"Timbang Ulang Sekolah Khusus Korban Kekerasan Seksual"
Jakarta, 08 Desember 2025
Komisi Nasional Anti Kekerasan terhadap Perempuan (Komnas Perempuan)
berpandangan bahwa hak atas pendidikan adalah hak konstitusional warga negara
sebagaimana mandat Pasal 31 UUD 1945. Oleh karena itu, hak pendidikan adalah
bagian integral dari hak korban, termasuk korban kekerasan seksual. Hak
pendidikan juga merupakan bagian penting dalam proses pemulihan korban,
terlebih bagi anak yang memiliki hak atas tumbuh kembang, bebas dari kekerasan
dan diskriminasi.

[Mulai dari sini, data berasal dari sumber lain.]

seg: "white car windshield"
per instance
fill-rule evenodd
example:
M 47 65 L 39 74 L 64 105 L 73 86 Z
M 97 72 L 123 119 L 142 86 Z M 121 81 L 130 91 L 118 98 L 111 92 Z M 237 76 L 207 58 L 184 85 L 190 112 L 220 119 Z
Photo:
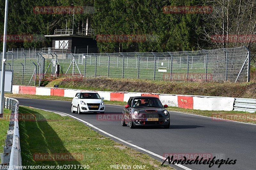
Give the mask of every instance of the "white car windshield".
M 96 93 L 81 93 L 81 99 L 100 99 L 99 94 Z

Hak-hak tersebut dijamin dalam konstitusi dan peraturan
perundang-undangan.
Komnas Perempuan menggarisbawahi bahwa upaya pemerintah untuk menyikapi
tantangan pemenuhan hak pendidikan dan pemulihan bagi korban kekerasan seksual
adalah tanggung jawab konstitusional atas pemenuhan hak asasi manusia. Pandangan
ini ditegaskan sebagai respons atas pernyataan Pemerintah melalui Kementerian
Pendidikan Dasar dan Menengah (Kemendikdasmen) terkait konsep sekolah khusus
korban kekerasan seksual.
Menteri Pendidikan Dasar dan Menengah
menyampaikan hal ini sebagai solusi alternatif keberlanjutan pendidikan
anak korban kekerasan seksual yang terancam putus sekolah. Kemendikdasmen
tengah mengkaji dua model sekolah khusus ini, pertama, sekolah khusus atau cottage
school sebagaimana yang dikembangkan di Amerika. Kedua, model boarding
school sebagaimana yang telah diterapkan di Indonesia.

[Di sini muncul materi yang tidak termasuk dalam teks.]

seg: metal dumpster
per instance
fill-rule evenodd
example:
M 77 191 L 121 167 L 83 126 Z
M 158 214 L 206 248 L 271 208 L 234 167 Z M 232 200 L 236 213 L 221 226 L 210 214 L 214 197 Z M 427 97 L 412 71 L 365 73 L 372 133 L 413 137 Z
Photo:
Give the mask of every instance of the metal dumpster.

Komnas Perempuan mengenali bahwa persebaran kasus kekerasan seksual pada anak terjadi hampir di seluruh Indonesia sehingga perlu mempertimbangkan kecukupan sumber daya mengingat kebutuhan sumber daya yang besar agar dapat diakses semua. Selain isu sumber daya, Komnas Perempuan juga menemukan masih kentalnya tantangan yang dihadapi perempuan anak korban kekerasan seksual dalam mengakses pendidikan berkelanjutan. Tantangan ini bersifat internal maupun eksternal:
- Secara internal, korban menanggung beban dampak kekerasan seksual yang dialaminya, termasuk malu dan gangguan psikologis yang dapat mengakibatkan dirinya mengurung diri, menarik diri dari pergaulan, maupun dari aktivitas belajar.
- Secara eksternal, budaya menyalahkan korban dan stigma pada korban kekerasan seksual sering menjadikan sekolah mengambil keputusan untuk membatasi akses pendidikan korban atau berada dalam kondisi yang tidak kondusif dalam menyikapi kehadiran korban.

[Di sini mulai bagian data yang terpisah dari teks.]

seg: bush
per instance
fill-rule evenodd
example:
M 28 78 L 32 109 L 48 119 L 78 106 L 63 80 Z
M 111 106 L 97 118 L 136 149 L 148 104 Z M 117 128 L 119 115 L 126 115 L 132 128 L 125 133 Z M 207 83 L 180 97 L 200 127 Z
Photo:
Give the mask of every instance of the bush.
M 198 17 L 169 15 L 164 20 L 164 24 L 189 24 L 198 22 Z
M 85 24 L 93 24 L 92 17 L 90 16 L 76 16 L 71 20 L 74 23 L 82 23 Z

- Pada konteks kebijakan, aturan pelaksana UU No.12 Tahun 2022 tentang Tindak Pidana Kekerasan Seksual (UU TPKS) juga belum semuanya disusun Pemerintah sehingga menjadi batu sandungan tersendiri dalam implementasinya. Sedangkan pada konteks sarana prasarana, lembaga layanan yang dikelola Pemerintah dalam bentuk UPTD PPA juga belum semuanya dibentuk terutama di wilayah kepulauan ataupun pada wilayah yang tidak memiliki kehendak politik cukup kuat dalam penghapusan kekerasan seksual.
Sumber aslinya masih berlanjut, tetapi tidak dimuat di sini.